ROMA – Omaggio al grande cinema italiano nella iniziativa “Cinecittà si mostra”, aperta da oggi (fino al 30 novembre) negli Studios di Cinecittà e che potrebbe essere di buon auspicio per la realizzazione di un prossimo Museo del Cinema anche a Roma.

La mostra rende giustizia all’immenso lavoro che ruota attorno alla realizzazione di un film, e Cinecittà ne è la prova evidente con le maestranze, gli artigiani, gli sceneggiatori, i registi, gli attori, le comparse che ne hanno fatto la storia.

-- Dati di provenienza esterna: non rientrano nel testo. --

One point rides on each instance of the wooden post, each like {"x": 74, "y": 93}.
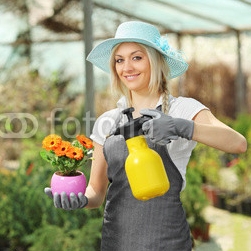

Si entra nel vivo della mostra attraverso un percorso che ci fa conoscere tutto quello che c’è dietro alla macchina cinema a cominciare dalla sceneggiatura, ai set completi che accompagnano le scene, agli oggetti, ai costumi, alle invenzioni nelle quali riconosciamo, non senza una piccola emozione, particolari di film che hanno fatto la nostra storia.

L’allestimento è “cinematografico”, dagli specchi che, in basso, ingrandiscono e ampiano gli spazi, alle proiezioni che invadono pavimenti, soffitti, grandi schermi, agli effetti speciali, ai ritratti dei grandi protagonisti, alle visioni di produzioni di recenti successi.

Qui hanno lavorato i più grandi registi, e qui hanno lasciato il segno: lo vediamo nella riproposizione dei set dei grandi film degli anni Cinquanta e Sessanta, da Fellini a Pasolini, da Visconti a Sergio Leone a Martin Scorzese, mentre ci appaiono ingigantiti i volti di Anna Magnani, Silvana Mangano, Sofia Loren, Marcello Mastroianni ma vediamo anche la nascita e la conclusione dei lavori di Sorrentino, di Optezeck, di Verdone.

Nel giardino ci appaiono le copie delle statue famose che le maestranze di Cinecittà avevano realizzato per le scene di film memorabili: riconosciamo Paolina Borghese, alcune statue romane, tutte messe lì a ricevere, come in un abbraccio, il mondo del cinema che è giunto in massa per sottolineare il valore culturale di questa celebrazione.